Эта последняя формула показывает, что правительство Шуйского отнюдь не стояло на позициях «принципиальной» недопустимости закабаления свободного населения, еще больше подчеркивая вместе с тем характер закона 7 марта 1607 г. как чрезвычайной меры, имевшей целью лишь устранить такие методы закабаления, которые в момент издания закона ставили под угрозу социальные устои крепостнического общества.

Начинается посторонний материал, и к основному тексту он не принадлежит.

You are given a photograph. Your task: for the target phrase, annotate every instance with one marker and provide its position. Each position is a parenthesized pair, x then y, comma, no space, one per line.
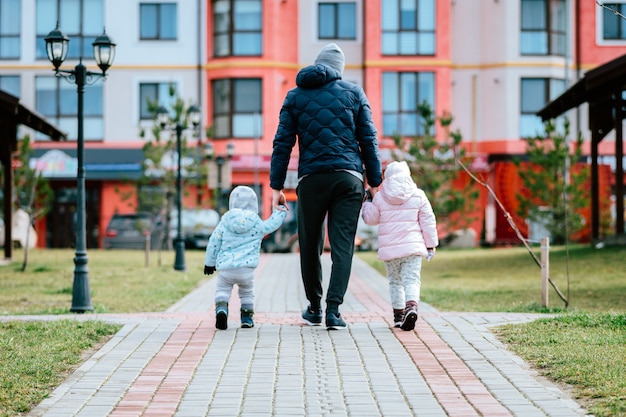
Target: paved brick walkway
(175,363)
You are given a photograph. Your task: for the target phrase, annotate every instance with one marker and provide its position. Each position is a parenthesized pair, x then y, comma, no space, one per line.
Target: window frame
(167,100)
(400,110)
(159,36)
(230,115)
(15,77)
(402,32)
(550,29)
(552,88)
(337,16)
(230,32)
(11,35)
(67,120)
(601,23)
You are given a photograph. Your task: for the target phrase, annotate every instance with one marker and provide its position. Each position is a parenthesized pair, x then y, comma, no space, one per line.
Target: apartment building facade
(491,63)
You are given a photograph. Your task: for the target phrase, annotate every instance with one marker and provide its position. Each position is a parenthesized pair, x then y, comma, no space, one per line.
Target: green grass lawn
(584,346)
(508,279)
(119,281)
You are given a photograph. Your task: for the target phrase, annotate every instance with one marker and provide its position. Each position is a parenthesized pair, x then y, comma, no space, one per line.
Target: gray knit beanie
(332,55)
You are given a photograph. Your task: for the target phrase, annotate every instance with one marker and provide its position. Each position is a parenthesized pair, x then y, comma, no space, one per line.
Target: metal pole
(220,161)
(81,299)
(179,243)
(545,270)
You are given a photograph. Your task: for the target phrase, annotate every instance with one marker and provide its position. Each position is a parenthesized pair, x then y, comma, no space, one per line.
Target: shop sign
(55,163)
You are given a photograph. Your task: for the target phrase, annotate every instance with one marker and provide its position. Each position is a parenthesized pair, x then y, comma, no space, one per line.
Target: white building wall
(136,61)
(488,68)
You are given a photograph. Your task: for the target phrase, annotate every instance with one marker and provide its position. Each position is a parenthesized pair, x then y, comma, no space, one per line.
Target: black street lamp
(104,53)
(163,118)
(209,153)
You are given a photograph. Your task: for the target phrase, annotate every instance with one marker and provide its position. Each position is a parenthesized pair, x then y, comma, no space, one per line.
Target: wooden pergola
(12,114)
(603,88)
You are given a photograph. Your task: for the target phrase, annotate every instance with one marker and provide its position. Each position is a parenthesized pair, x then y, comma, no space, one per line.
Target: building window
(237,28)
(57,100)
(535,94)
(402,92)
(10,29)
(614,26)
(543,27)
(236,108)
(153,95)
(337,20)
(82,21)
(408,27)
(10,84)
(157,21)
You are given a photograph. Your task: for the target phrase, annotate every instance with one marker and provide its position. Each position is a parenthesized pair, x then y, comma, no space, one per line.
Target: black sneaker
(334,321)
(312,317)
(221,315)
(246,318)
(409,320)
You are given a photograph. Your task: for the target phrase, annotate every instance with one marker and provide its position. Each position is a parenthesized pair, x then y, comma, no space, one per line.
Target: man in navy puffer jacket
(332,122)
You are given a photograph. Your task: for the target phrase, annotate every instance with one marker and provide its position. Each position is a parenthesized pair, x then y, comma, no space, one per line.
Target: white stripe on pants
(404,275)
(242,277)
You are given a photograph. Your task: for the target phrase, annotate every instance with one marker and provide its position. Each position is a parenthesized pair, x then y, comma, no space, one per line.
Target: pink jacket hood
(405,218)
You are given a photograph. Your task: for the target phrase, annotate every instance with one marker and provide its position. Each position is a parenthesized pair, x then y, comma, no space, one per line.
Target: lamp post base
(81,298)
(179,260)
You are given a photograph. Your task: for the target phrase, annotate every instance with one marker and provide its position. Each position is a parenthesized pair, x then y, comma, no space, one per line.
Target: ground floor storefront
(112,173)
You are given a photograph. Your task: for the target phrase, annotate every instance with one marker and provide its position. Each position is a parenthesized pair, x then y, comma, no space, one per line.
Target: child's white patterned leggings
(404,275)
(243,278)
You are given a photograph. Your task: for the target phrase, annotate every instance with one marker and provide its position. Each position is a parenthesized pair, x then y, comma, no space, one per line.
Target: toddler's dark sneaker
(410,316)
(398,317)
(334,321)
(312,317)
(221,315)
(246,318)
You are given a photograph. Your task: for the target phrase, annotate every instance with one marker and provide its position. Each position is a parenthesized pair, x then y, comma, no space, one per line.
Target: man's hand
(279,199)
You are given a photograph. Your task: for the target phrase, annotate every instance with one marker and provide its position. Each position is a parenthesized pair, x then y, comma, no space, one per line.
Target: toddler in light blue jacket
(234,250)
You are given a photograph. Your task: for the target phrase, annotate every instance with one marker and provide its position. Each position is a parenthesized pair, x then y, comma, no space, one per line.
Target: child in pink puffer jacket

Именно таким, чрезвычайным, характером закона 7 марта объясняется и его дальнейшая судьба: отмена этого закона приговором «всех бояр» 12 сентября 1609 г., когда были вновь восстановлены статьи о добровольных холопах закона 1597 г.[1287]
Чтобы закончить обзор политики Шуйского по вопросу о холопах, необходимо рассмотреть статьи о холопах в Соборном уложении 9 марта 1607 г.

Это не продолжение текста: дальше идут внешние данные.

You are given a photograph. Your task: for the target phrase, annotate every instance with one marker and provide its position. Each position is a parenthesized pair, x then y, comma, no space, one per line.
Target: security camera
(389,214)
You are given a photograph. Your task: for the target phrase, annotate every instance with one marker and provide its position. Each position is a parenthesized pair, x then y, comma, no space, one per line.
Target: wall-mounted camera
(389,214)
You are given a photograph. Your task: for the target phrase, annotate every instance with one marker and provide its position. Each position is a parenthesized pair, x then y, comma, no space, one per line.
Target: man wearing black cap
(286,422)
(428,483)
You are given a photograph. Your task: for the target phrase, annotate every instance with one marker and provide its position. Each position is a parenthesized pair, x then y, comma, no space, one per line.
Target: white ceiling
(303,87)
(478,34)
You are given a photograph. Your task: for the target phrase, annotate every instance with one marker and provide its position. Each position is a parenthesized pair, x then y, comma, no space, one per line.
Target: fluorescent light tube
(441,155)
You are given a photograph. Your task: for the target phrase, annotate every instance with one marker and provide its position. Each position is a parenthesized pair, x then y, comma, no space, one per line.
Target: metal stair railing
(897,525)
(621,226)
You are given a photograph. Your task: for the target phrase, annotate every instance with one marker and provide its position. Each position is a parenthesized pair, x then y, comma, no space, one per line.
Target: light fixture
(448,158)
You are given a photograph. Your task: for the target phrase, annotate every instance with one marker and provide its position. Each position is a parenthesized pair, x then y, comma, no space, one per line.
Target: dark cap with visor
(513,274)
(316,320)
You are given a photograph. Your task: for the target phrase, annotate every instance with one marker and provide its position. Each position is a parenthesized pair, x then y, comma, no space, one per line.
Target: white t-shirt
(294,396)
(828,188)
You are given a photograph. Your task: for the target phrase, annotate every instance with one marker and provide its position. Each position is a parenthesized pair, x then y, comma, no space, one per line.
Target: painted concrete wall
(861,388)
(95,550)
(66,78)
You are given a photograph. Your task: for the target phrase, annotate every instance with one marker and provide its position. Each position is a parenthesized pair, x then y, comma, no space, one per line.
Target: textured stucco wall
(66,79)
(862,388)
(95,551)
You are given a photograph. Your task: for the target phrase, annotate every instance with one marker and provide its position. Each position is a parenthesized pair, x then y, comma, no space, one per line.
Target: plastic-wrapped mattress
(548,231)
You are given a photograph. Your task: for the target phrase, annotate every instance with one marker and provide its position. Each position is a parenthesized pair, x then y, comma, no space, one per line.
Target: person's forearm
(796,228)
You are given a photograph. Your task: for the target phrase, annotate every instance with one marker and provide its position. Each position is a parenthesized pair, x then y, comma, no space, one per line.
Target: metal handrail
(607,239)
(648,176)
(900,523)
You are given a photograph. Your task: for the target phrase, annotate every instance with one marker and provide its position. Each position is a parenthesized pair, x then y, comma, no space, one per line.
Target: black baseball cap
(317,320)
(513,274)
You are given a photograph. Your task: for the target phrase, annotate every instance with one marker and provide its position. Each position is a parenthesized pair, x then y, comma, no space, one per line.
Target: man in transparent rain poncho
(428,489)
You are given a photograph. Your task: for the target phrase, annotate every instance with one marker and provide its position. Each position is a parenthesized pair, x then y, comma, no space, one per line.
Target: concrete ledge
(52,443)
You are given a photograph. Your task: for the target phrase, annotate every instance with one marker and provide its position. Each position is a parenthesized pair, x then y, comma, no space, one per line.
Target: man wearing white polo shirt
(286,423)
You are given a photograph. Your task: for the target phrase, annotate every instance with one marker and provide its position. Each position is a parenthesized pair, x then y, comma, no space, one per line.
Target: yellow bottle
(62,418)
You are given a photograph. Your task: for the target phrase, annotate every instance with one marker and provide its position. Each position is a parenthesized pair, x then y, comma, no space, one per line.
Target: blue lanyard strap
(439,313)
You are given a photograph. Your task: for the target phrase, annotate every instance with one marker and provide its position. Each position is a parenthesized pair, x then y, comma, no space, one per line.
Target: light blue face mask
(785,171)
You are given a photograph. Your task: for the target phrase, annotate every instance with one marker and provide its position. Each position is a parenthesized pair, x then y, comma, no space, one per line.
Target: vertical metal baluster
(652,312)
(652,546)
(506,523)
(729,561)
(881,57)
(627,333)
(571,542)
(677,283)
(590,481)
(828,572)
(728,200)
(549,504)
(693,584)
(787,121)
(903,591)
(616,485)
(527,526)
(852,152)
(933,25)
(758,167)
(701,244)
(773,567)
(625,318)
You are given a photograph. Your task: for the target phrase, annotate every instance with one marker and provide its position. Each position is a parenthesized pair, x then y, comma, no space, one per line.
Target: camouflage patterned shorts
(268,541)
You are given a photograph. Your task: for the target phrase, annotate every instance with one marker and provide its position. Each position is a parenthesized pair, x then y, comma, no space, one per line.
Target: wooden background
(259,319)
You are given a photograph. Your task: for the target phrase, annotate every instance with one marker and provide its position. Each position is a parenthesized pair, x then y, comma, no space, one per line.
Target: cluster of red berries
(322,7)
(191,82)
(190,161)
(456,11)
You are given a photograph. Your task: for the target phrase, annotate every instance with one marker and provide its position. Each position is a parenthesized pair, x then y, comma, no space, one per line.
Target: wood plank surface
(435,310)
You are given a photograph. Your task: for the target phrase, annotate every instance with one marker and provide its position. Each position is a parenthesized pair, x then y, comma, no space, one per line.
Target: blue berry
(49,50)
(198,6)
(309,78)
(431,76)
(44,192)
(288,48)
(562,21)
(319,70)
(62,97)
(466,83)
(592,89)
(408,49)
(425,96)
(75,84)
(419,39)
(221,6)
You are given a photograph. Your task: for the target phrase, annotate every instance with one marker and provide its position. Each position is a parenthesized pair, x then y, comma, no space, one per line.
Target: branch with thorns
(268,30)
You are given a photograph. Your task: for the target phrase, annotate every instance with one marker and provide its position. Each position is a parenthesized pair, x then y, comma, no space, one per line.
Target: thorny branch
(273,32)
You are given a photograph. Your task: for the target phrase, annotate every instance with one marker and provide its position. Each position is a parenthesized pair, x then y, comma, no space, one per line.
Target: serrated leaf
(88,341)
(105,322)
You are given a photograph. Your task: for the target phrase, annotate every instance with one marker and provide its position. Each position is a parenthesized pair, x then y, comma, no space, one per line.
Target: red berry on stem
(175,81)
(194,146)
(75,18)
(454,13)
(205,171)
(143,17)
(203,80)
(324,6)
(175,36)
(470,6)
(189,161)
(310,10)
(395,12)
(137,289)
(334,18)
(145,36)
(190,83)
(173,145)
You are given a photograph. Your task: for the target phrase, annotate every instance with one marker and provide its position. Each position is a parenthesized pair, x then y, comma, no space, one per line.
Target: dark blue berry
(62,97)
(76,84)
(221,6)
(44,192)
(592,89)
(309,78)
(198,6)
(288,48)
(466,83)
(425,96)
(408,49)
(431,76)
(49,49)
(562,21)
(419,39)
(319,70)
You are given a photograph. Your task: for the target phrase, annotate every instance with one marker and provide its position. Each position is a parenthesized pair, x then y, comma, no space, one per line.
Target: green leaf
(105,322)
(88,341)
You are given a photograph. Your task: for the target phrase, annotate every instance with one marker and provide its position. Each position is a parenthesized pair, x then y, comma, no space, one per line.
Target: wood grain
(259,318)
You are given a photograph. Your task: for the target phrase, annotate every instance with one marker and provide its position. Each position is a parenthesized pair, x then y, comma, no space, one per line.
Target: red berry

Одной из статей этого закона норма о пятнадцатилетием сроке сыска беглых крестьян распространяется и на беглых холопов: «А которые после сего уложениа крестьяне, или холоп, или раба побежит от своего государя и придет к иному, государю искати своего холопа и рабу и крестьянина в пятнатцати летех [от побега], а за пятнатцать лет не искати и суда не давати»[1288].

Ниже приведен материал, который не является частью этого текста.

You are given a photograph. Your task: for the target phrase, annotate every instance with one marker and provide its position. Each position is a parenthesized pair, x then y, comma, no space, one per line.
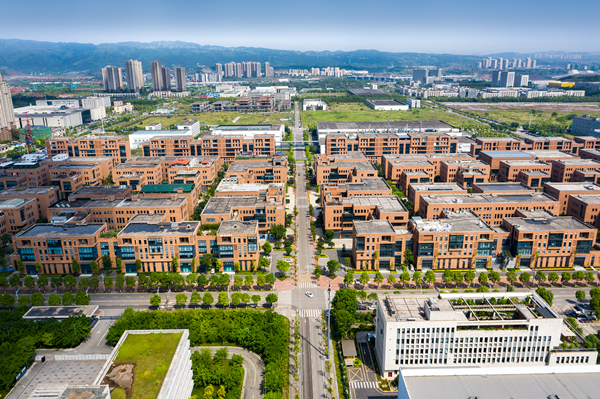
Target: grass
(360,112)
(152,355)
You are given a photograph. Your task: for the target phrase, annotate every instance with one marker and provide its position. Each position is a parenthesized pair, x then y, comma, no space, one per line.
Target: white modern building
(143,136)
(249,131)
(471,330)
(386,105)
(191,124)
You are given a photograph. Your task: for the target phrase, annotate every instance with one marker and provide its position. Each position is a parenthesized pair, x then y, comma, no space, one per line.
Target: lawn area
(152,354)
(360,112)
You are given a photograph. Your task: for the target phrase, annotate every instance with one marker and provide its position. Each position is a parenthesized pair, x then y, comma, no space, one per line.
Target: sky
(430,26)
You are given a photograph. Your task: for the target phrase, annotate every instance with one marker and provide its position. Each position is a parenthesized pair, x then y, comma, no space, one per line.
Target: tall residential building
(112,78)
(161,77)
(135,76)
(7,112)
(180,84)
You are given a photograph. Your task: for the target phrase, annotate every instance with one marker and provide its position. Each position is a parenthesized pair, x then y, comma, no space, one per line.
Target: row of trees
(265,333)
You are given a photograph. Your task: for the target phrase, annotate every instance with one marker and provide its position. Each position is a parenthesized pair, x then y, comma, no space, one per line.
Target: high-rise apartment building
(161,77)
(135,76)
(7,112)
(180,83)
(112,79)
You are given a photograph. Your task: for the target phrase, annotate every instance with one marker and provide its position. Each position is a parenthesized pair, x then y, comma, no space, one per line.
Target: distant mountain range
(29,56)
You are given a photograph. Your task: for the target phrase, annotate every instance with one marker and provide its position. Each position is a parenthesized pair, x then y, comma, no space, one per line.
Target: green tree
(54,300)
(267,248)
(37,299)
(207,299)
(155,300)
(271,299)
(181,299)
(333,266)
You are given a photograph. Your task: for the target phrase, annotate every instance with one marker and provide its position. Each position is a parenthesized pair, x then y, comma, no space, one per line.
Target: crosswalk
(307,284)
(310,312)
(363,384)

Другая статья регулирует семейные отношения холопов: «А которые люди держат рабу до осмнатцати лет девку, а вдову молоду после мужа более дву лет, а парня холостаго за 20 лет, а не женят и воли им не дают, и той вдове, или девке, или парню идти к казначею, а казначею, опытав о том, и доведут, что им те лета минули, а государь их не женит, ино тем дати отпускные — в Москве казначею, а в иных городех наместником и судиам; а будет государь их бить челом о краже или сносе, и ему в том отказати и суда не давати: не держи не жанатых над закон божий и правила святых отец, да не умножится блуд и скверно деяние в людех»[1289].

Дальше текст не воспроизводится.